QuoteIt's all semantics at that point

I can see why you might think that it's all semantics. But, I'm not sure I would agree.

I'm in my late 30s and married. Up until a little over a year ago the thought that I might be trans-anything never occurred to me. Denial is a very powerful thing and I had managed to go all those years without allowing myself to reflect on any of my thoughts and feelings that would have enabled me to really recognize or acknowledge myself for what I am. As I look back on my life now, I am amazed that I never saw it like I do now. But that's the nature of denial I guess. I know there are probably many ways to define the word lie. To me it means that you are being knowingly deceitful. When I got married I was not being knowingly deceitful to my wife. I didn't really "know" about the issues I was facing and therefore had nothing to deceive her about.
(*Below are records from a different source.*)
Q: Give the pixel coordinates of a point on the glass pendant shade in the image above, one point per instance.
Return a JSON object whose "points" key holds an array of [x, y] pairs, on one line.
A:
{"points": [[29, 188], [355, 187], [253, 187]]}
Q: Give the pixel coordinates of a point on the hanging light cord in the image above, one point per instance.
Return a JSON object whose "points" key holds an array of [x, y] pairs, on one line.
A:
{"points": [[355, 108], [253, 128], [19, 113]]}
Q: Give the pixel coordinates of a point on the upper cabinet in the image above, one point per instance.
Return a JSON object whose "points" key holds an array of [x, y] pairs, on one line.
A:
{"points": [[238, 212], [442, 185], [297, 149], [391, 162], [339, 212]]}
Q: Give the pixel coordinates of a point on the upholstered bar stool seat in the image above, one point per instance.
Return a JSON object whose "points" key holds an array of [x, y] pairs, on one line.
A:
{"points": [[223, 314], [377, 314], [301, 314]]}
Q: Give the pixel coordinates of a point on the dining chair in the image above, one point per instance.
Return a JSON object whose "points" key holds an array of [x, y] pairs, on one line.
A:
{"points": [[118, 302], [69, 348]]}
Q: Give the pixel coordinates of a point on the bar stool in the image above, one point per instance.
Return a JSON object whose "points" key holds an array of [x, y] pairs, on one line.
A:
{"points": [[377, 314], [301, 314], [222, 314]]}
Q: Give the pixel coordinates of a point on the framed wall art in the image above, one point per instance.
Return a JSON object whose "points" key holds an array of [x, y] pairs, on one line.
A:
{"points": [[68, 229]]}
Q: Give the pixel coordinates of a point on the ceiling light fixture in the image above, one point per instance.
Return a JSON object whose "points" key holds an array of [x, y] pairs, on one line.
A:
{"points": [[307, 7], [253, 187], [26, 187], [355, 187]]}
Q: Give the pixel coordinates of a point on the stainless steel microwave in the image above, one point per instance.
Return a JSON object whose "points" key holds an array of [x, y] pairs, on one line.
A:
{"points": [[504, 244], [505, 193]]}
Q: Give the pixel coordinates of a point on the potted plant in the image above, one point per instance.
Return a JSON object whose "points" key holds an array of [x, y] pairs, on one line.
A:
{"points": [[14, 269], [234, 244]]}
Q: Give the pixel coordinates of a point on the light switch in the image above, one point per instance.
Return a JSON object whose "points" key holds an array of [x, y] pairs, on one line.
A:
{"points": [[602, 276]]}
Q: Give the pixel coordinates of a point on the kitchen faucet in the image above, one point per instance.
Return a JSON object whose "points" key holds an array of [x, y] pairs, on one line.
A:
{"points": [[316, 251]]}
Now is a different story. In the year or since I came out of denial, I have known and have not told her. Now, it's a lie - one of omission. But, going into the marriage I didn't knowingly deceive my wife - I didn't lie.

What her opinion will be when I come out to her, I don't know. It's her right to decide that for herself and I don't expect her to automatically agree with me that I didn't lie going into the marriage. I can only hope she won't feel that way or see it that way. Ultimately, she's her own person and is entitled to make up her own mind.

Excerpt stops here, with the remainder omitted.